I #LOVE Instagram, I even have my own account, check it out at sanmarivanwykfineartist. I think it’s a great visual tool for art students. I love the idea of the scavenger hunt, I imagine if we did a certain theme like identifying the subject matter and style of a painting, I would do a daily or weekly challenge like #figurative, also using a hashtag to link our class together, and then they can be on the look-out at home, around school, around their community and they must post at least one example with the hashtags. This will also help them develop the identifying skills they need and I can see if they get something wrong where they are struggling with and I can address those aspects then in class or extra classes. This is a high order though, concerning the requirement of a smart phone and I realise it won’t always work out exactly like this in all schools. But in situations where there are no smart phones, I can supply children with a little booky, glue, scissors, pens and piles and piles of art magazines and give the same challenge in class. Hashtags included. We can call it our #PaperInstagram.

From here.

Tweets as posted notes: 

This could be valuable in learning all those technical art terms. We can have different kinds of pictures of artworks pasted all around the class and learners can write short tweet like descriptive terms and sentences and go stick it up around their chosen work. We can then walk around and discuss these terms and add new ones as we go along. This is an exercise that can be repeated throughout the year within many different themes to help learners get use to the new language they are learning in the subject.

Blogging:

I would love to use the tool we are using weekly in our Digital Pedagogy class, doing exactly THIS (I am writing a blog after reading articles, engaging with them and thinking further and then engaging with other students about their thoughts etc.). In an art context for learners who are new to the art world, this would be a great way to get them to engage with the work. Especially if it is not counted for how perfect their responses but if you can see that the wheels are turning in their heads and they are thinking about the work and trying to figure it out and connect dots. It is a great and valuable tool. But WAIT! NO need to throw out the paper with the bathwater in our new technological world!

From here.
Yet again, even if it is in a classroom with kids with no internet at home or computers, I can hand out short readings (related to a current study theme in class) or material about artworks, or art criticism, or even art magazines and tell them to pick an article and engage with it on a piece of paper.
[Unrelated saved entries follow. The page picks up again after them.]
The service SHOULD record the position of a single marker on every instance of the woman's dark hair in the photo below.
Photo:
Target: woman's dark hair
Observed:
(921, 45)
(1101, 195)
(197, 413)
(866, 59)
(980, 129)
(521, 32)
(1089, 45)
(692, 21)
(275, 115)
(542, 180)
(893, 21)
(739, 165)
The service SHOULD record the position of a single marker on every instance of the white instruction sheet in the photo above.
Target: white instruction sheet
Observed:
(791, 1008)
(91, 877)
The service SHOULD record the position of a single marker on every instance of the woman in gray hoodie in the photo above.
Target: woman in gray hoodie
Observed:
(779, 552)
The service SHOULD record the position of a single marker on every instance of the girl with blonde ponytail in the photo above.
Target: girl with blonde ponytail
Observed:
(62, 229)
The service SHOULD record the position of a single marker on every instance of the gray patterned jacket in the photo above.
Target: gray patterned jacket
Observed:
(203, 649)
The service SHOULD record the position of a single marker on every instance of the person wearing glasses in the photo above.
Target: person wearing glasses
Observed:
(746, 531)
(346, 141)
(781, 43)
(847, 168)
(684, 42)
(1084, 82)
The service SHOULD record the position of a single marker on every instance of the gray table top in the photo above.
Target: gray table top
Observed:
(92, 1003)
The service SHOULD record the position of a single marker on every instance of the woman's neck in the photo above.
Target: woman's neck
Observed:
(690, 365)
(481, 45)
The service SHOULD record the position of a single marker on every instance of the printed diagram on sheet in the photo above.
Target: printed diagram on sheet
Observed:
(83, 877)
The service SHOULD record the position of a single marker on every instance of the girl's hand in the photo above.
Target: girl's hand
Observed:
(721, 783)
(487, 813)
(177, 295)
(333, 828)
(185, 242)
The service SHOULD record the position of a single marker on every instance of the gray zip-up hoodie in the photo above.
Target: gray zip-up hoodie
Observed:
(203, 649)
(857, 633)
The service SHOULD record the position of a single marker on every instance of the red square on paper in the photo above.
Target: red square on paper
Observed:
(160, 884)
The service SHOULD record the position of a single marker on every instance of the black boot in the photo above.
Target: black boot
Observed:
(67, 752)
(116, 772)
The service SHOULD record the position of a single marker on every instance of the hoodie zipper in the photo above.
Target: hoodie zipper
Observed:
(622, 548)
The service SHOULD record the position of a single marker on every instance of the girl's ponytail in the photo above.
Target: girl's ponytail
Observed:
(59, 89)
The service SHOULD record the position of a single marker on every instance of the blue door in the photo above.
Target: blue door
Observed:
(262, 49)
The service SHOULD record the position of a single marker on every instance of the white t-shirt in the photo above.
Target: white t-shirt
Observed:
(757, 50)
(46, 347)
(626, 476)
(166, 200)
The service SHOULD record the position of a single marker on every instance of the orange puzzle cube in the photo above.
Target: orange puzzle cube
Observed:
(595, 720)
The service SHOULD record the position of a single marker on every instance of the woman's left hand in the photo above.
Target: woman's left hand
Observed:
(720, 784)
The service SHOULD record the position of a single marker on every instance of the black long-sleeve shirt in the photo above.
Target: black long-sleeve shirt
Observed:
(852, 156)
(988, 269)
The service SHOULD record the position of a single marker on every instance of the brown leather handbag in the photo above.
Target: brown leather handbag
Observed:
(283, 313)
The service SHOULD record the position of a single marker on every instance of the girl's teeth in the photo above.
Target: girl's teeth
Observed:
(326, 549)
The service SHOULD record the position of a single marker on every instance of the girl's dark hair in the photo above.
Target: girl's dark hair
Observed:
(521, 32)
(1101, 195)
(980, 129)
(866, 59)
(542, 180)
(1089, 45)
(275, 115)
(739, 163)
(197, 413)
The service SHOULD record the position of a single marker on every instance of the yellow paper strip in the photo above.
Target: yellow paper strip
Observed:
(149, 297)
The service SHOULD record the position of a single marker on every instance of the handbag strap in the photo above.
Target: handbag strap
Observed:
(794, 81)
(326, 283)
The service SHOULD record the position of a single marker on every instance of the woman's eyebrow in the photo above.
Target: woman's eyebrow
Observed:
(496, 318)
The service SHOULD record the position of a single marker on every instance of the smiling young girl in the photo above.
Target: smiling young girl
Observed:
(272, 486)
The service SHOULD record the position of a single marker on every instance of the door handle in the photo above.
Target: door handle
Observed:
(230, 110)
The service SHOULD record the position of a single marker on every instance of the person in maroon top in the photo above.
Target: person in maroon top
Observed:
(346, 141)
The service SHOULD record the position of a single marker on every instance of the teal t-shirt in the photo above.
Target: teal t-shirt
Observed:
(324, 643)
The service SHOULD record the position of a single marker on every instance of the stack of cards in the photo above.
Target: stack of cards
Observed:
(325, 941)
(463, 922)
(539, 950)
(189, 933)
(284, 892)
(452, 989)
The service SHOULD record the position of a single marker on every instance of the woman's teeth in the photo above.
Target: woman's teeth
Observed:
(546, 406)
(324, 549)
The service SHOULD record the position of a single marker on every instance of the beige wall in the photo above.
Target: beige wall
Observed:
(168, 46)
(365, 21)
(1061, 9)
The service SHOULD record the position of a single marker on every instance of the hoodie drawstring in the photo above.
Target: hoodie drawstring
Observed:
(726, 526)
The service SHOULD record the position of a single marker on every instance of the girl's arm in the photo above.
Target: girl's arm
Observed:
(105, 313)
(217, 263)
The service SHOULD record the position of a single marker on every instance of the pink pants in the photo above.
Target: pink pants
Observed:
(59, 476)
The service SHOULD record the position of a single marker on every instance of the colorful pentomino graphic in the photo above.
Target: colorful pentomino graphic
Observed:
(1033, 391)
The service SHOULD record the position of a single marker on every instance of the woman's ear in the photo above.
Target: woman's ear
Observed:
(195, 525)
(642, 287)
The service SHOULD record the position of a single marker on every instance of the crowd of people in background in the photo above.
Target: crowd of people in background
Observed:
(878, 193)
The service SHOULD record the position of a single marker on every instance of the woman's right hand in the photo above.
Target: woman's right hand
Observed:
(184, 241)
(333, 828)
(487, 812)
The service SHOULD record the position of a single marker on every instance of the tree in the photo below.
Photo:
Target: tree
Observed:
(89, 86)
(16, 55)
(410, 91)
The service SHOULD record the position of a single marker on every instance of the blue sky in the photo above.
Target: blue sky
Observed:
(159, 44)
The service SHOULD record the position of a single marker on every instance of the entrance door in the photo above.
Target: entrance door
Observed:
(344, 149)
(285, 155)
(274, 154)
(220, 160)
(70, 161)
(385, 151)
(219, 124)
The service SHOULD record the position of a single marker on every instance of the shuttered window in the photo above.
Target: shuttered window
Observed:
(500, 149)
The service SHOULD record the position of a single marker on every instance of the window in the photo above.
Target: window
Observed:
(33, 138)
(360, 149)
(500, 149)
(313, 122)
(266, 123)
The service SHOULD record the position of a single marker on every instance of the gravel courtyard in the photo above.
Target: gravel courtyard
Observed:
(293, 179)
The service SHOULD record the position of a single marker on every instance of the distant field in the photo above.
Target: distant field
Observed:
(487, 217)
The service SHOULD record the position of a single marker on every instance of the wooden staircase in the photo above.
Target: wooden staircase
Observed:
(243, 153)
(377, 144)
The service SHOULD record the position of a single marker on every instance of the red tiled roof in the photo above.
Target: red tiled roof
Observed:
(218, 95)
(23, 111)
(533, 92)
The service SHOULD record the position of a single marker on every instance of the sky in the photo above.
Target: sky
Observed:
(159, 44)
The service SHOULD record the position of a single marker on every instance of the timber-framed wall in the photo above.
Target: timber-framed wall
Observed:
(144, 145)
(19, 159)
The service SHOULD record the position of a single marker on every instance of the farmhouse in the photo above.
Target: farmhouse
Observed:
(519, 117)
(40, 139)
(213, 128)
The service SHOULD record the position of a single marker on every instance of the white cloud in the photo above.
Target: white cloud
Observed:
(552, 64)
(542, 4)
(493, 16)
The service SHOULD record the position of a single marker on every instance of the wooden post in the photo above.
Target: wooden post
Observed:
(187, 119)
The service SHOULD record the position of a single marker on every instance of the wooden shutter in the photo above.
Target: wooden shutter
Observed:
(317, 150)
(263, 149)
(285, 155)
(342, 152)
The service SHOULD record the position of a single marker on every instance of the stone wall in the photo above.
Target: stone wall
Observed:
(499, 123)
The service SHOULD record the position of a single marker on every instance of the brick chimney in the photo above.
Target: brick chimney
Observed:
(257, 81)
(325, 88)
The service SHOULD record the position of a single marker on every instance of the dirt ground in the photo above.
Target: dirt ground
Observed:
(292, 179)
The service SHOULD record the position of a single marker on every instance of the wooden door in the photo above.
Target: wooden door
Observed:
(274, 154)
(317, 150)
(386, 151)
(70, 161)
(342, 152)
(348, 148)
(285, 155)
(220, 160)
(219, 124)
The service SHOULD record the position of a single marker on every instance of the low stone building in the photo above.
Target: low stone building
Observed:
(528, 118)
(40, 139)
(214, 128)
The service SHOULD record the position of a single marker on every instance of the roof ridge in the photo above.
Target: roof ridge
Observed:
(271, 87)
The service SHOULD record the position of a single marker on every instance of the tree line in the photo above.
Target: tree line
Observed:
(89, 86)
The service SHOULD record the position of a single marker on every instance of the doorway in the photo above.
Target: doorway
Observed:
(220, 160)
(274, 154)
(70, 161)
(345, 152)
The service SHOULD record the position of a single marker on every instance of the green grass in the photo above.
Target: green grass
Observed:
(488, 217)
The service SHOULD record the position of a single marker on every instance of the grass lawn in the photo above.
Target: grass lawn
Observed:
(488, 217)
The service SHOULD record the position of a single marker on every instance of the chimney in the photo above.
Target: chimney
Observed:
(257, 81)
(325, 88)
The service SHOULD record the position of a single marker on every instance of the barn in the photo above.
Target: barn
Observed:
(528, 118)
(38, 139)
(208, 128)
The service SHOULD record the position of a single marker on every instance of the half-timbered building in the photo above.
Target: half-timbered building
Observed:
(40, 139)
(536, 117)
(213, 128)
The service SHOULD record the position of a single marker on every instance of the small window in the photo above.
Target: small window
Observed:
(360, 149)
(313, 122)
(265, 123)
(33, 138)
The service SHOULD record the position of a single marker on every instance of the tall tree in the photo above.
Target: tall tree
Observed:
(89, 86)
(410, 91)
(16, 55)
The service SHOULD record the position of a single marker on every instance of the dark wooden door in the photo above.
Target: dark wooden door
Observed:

They then hand in all there papers and either I can shuffle them and hand them out and then on another piece of paper they can engage with the work they are reading from someone else. It can be a lesson in how to respectfully engage with someone else’s work, in how to conduct yourself in public, in how to be honest without being mean, most of all, how to critically think about a subject, and about someone else’s opinion on a subject, and on their own thoughts on a subject. 

In conclusion...

Which social media strategies and/or devices would I like to use one day and implement in my lessons in order to encourage and help learners to engage and also to make learning easier and make the work part of their life worlds?

From here.
I’ll stop here for now though, cause you know, 400 words has come and gone long ago. But so many more options, and thoughts to go think about this. You know, in-between our Intro to Educational Research group assignment, preparing a lesson plan (ek glaskas volgende week –WooHoo!), our Governance assignment….and picking my Mom up from the airport tonight! YAY!!!!!